Basit endüstriyel ürünlerin tasarımında, genellikle tek bir
disiplin / tek bir disiplinin ağırlığı vardır. Bileşik endüstriyel ürünlerin
tamamında, birden fazla disiplinin bir arada kullanıldığı görülür.Bu nedenle,
bu iki gruba ait ürünleri, farklı iki yöntemle düzenledim. Basit ürünlerin alt
sınıflandırılmalarını, kullanılan ham maddeye göre yaptım çünkü üretim disiplini
doğrudan doğruya hammaddenin işlenme özelliklerine bağlıdır. Tasarımcı,
kullanmayı / işlemeyi bildiği bir hammadde ile ilgili her türlü ürünü, başka
hiçbir disiplini kullanmadan elde edebilir. Oysa ki bileşik ürünlerde
kullanılan hammadde hem değişken / çeşitli ve hem de kullanılan disiplin birden
fazla olduğu için, alt sınıflandırmayı, ürünün kullanıldığı alana göre
düzenlemek zorunluluğu vardır.
Basit / iş üretmeyen endüstriyel ürünler, insanların kendi
enerjilerini kullanarak kendi ihtiyaçlarını doğrudan karşıladıkları; ürünün
kendisinin hiçbir şekilde başka bir enerjiyi kullanmadığı / enerjiyi
dönüştürmediği ürünlerdir. Bu bağlamda, bir mutfak bataryası ile bir seyahat
çantası veya bir kapı tokmağı ile bebe arabası veya bir bisiklet ile masa
arasında hiçbir farklılık yoktur. Kullanılan tek enerji insanın kendi
enerjisidir; kullanılan ürün, bu enerjinin, insanın kendisine bir
"fayda"ya dönüşmesini sağlamak için sadece bir "araç"tır.
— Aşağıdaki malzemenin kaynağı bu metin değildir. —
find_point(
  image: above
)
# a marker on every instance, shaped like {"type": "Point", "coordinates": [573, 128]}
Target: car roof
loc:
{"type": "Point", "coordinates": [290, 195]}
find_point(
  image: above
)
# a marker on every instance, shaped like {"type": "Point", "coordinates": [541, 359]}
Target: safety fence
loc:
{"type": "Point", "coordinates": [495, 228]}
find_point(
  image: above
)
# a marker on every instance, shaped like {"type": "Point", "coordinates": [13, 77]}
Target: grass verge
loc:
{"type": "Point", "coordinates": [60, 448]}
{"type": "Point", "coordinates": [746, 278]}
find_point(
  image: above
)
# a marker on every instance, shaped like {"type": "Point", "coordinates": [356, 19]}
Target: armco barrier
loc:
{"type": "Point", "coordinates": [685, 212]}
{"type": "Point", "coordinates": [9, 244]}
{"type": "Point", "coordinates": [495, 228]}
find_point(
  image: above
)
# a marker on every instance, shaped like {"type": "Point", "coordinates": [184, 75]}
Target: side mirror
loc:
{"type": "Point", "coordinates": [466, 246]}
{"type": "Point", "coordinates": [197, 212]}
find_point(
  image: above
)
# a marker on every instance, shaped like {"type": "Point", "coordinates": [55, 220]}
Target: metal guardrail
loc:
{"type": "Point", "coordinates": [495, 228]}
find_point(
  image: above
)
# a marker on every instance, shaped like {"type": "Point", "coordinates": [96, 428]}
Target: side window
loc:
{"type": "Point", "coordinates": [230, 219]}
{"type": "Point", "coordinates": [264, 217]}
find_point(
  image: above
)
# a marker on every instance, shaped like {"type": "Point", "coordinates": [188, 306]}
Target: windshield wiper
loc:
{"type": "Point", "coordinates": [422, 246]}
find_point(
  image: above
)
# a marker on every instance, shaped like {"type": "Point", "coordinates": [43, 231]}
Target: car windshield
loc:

Teknolojik gelişim, basit ürünlerle başlamıştır. İnsanın, kendi
enerjisinden başka hiçbir enerjiyi işe / faydaya dönüştürmeyi bilmediği
zamanlarda ürettiği basit ürünler, giderek bileşik ürünlerin yaratılmasında
kullanılacak bilgi / teknoloji dağarcığını doldurmuş ve böylece, insan
enerjisinden bağımsız, değişik enerjileri dönüştürebilen ( iş / fayda
üretebilen ) çeşitli bileşik ürünler yapabilmek mümkün olmuştur.
Bileşik / iş üreten endüstriyel ürünler, insanın, kendisine bir
fayda sağlamak üzere kullandığı, fakat ürünün kendisinin, bir başka enerjiyi
kullandığı / dönüştürdüğü, daha karmaşık / çok bileşenli ve bu özellikleri ile
de kendi başlarına "iş üreten" ürünlerdir.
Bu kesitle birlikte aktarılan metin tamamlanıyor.